Where do mystery and reason meet? One might argue, and certainly Joseph Campbell did so in his book and television series “The Power of Myth”, that they meet in theology, as both mystery and reason attempt, in their own ways, to express truth. Where does myth end and truth begin? Do we have to know? There are many truths that can’t be confined to those things we perceive with our five senses and personally, I have never been hobbled by a need for certainty. I enjoy the universalizing process that any story can lead us through.
December 6 is the day on the church’s calendar when the Bishop of Myra, St. Nicholas, is celebrated. The myths around this saint from Myra (in present day Turkey) are many. The bags of gold that he tossed into one home so that the daughters would have dowries and not have to be sold into prostitution are the origin of the gift-giving tradition we now have at this time of year.
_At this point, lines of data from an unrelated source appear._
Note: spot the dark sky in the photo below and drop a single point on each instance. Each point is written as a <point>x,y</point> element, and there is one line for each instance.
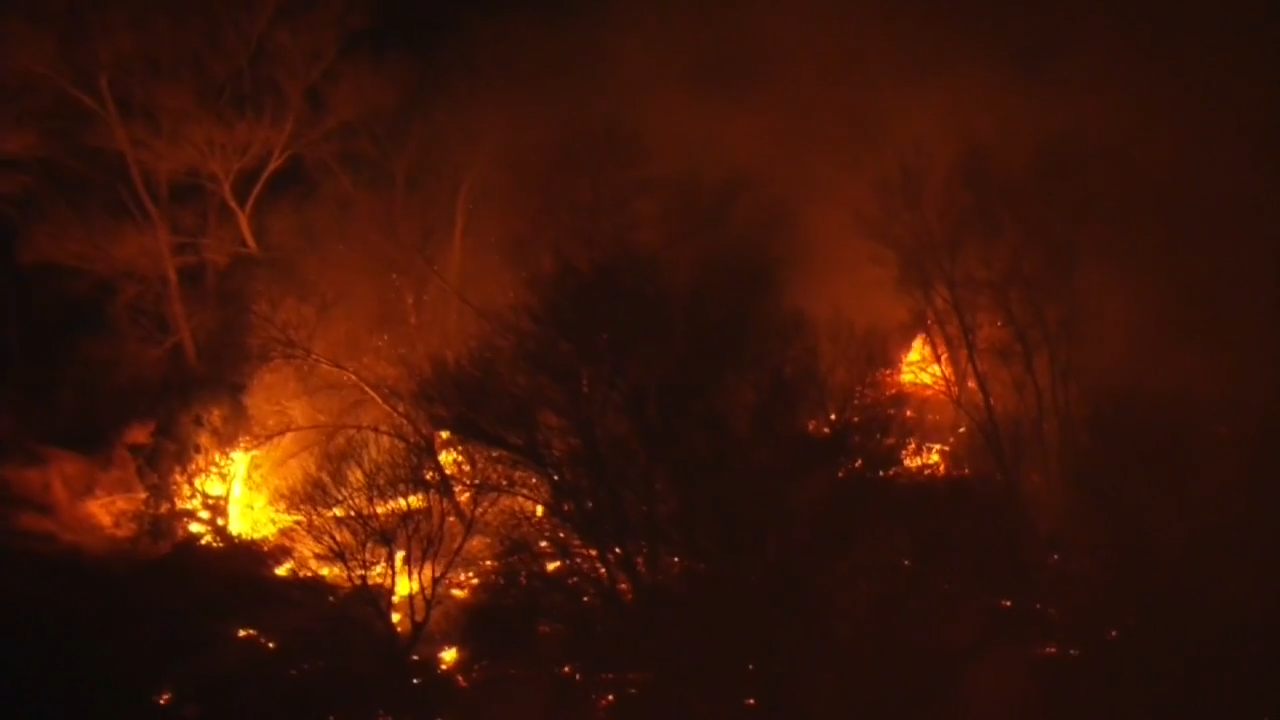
<point>1175,101</point>
<point>1174,104</point>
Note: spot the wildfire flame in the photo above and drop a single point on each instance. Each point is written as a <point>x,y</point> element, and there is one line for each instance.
<point>922,370</point>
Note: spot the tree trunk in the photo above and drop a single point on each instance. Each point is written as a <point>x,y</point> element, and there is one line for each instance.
<point>173,287</point>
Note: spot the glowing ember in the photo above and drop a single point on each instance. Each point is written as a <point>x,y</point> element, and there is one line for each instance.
<point>224,496</point>
<point>920,365</point>
<point>922,370</point>
<point>924,458</point>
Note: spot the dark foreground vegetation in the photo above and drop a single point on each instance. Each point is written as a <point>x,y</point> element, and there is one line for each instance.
<point>575,383</point>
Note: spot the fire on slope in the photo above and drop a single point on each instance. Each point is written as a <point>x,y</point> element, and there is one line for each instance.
<point>923,372</point>
<point>228,497</point>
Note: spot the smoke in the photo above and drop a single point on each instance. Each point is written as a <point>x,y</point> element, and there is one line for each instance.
<point>814,100</point>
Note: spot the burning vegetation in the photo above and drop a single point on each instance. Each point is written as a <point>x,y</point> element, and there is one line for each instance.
<point>446,400</point>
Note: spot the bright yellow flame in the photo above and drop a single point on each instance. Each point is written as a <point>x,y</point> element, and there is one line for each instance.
<point>246,510</point>
<point>920,367</point>
<point>924,458</point>
<point>923,370</point>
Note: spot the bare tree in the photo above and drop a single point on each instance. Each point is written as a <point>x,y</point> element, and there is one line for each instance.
<point>210,118</point>
<point>990,269</point>
<point>375,513</point>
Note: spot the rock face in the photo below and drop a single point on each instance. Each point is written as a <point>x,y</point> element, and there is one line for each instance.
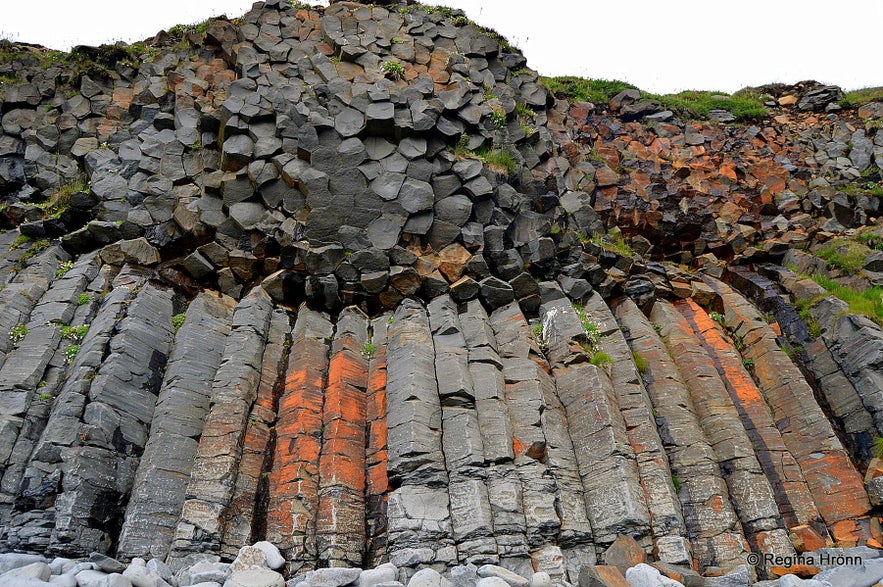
<point>336,282</point>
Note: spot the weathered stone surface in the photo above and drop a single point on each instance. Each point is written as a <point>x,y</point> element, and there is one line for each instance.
<point>813,443</point>
<point>294,479</point>
<point>712,524</point>
<point>234,389</point>
<point>182,406</point>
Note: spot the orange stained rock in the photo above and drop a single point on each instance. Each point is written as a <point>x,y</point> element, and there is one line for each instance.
<point>294,479</point>
<point>518,447</point>
<point>805,538</point>
<point>836,486</point>
<point>849,533</point>
<point>375,413</point>
<point>805,571</point>
<point>792,495</point>
<point>611,576</point>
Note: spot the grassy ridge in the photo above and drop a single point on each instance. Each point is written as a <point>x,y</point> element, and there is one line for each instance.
<point>693,104</point>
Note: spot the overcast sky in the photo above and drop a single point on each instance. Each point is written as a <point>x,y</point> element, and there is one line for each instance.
<point>660,46</point>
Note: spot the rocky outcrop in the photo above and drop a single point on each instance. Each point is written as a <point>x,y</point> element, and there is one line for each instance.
<point>349,284</point>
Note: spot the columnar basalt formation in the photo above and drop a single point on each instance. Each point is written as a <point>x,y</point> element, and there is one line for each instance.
<point>350,280</point>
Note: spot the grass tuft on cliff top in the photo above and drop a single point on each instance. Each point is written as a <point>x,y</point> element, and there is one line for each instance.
<point>862,96</point>
<point>693,103</point>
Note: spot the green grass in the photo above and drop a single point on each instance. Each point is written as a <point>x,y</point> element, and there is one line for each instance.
<point>19,242</point>
<point>59,200</point>
<point>71,352</point>
<point>18,332</point>
<point>812,324</point>
<point>178,321</point>
<point>871,239</point>
<point>393,70</point>
<point>74,333</point>
<point>692,104</point>
<point>699,103</point>
<point>63,268</point>
<point>612,242</point>
<point>499,160</point>
<point>524,111</point>
<point>640,362</point>
<point>577,89</point>
<point>180,30</point>
<point>877,447</point>
<point>498,118</point>
<point>601,359</point>
<point>861,96</point>
<point>869,189</point>
<point>845,254</point>
<point>592,330</point>
<point>868,302</point>
<point>676,481</point>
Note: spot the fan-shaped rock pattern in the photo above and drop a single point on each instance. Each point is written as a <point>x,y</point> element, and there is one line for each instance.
<point>260,284</point>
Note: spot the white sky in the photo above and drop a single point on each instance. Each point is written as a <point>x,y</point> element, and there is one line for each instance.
<point>659,45</point>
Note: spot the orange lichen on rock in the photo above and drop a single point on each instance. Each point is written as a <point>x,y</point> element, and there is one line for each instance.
<point>294,479</point>
<point>340,523</point>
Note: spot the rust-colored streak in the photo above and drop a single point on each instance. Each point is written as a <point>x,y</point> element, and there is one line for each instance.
<point>294,480</point>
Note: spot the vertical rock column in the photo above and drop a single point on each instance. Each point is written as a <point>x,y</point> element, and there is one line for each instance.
<point>340,524</point>
<point>419,520</point>
<point>181,408</point>
<point>34,517</point>
<point>666,519</point>
<point>607,466</point>
<point>234,389</point>
<point>293,483</point>
<point>524,396</point>
<point>836,486</point>
<point>376,453</point>
<point>99,470</point>
<point>504,486</point>
<point>461,438</point>
<point>21,294</point>
<point>795,503</point>
<point>845,402</point>
<point>713,526</point>
<point>245,513</point>
<point>750,490</point>
<point>26,384</point>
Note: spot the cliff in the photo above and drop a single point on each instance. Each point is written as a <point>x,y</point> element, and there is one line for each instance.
<point>358,282</point>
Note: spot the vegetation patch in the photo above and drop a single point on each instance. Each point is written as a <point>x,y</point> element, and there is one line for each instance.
<point>868,302</point>
<point>74,333</point>
<point>178,321</point>
<point>868,188</point>
<point>640,362</point>
<point>17,334</point>
<point>613,242</point>
<point>63,268</point>
<point>862,96</point>
<point>578,89</point>
<point>393,70</point>
<point>70,353</point>
<point>845,254</point>
<point>601,359</point>
<point>499,160</point>
<point>692,104</point>
<point>696,104</point>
He is considered the patron saint of children because one story has Nicholas resurrecting three boys who had been slaughtered during a time of famine and were being prepared to be eaten. And he is credited with saving a ship full of sailors in a storm-tossed sea by calming the waters. These are tales told in many cultures, and of course all relate directly to our own Christian theology. Are they true? Does it matter? What matters, it seems to me, are the universal truths they express – generosity, helping those in need, and maybe most important at this time of year, being the calm during a storm (the quiet voice during a family argument perhaps? A peaceful presence among harried shoppers or co-workers?) These are truths we all should incorporate into our lives.
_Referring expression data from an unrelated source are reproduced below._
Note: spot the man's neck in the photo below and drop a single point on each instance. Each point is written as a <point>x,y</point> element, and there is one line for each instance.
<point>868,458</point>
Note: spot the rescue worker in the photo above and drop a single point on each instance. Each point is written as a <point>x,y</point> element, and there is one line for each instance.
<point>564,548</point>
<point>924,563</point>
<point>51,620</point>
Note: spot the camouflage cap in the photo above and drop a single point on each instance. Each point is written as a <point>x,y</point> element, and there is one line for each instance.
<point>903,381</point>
This Saturday at 7:30 p.m., choir members from St. Alban’s bring the legends around Nicholas to life when they perform St. Nicolas, a cantata by Benjamin Britten. God moves in a mysterious way, Hymn 677 in The Hymnal 1982, is sung by all at the end of Britten’s work and you can hear it by clicking on the link below, or better yet, join in the singing on Saturday. st. nick flyer
God does indeed work in mysterious ways, but mystery and reason don’t have to be at odds. They can simply be part of that balancing act Episcopalians are so comfortable with.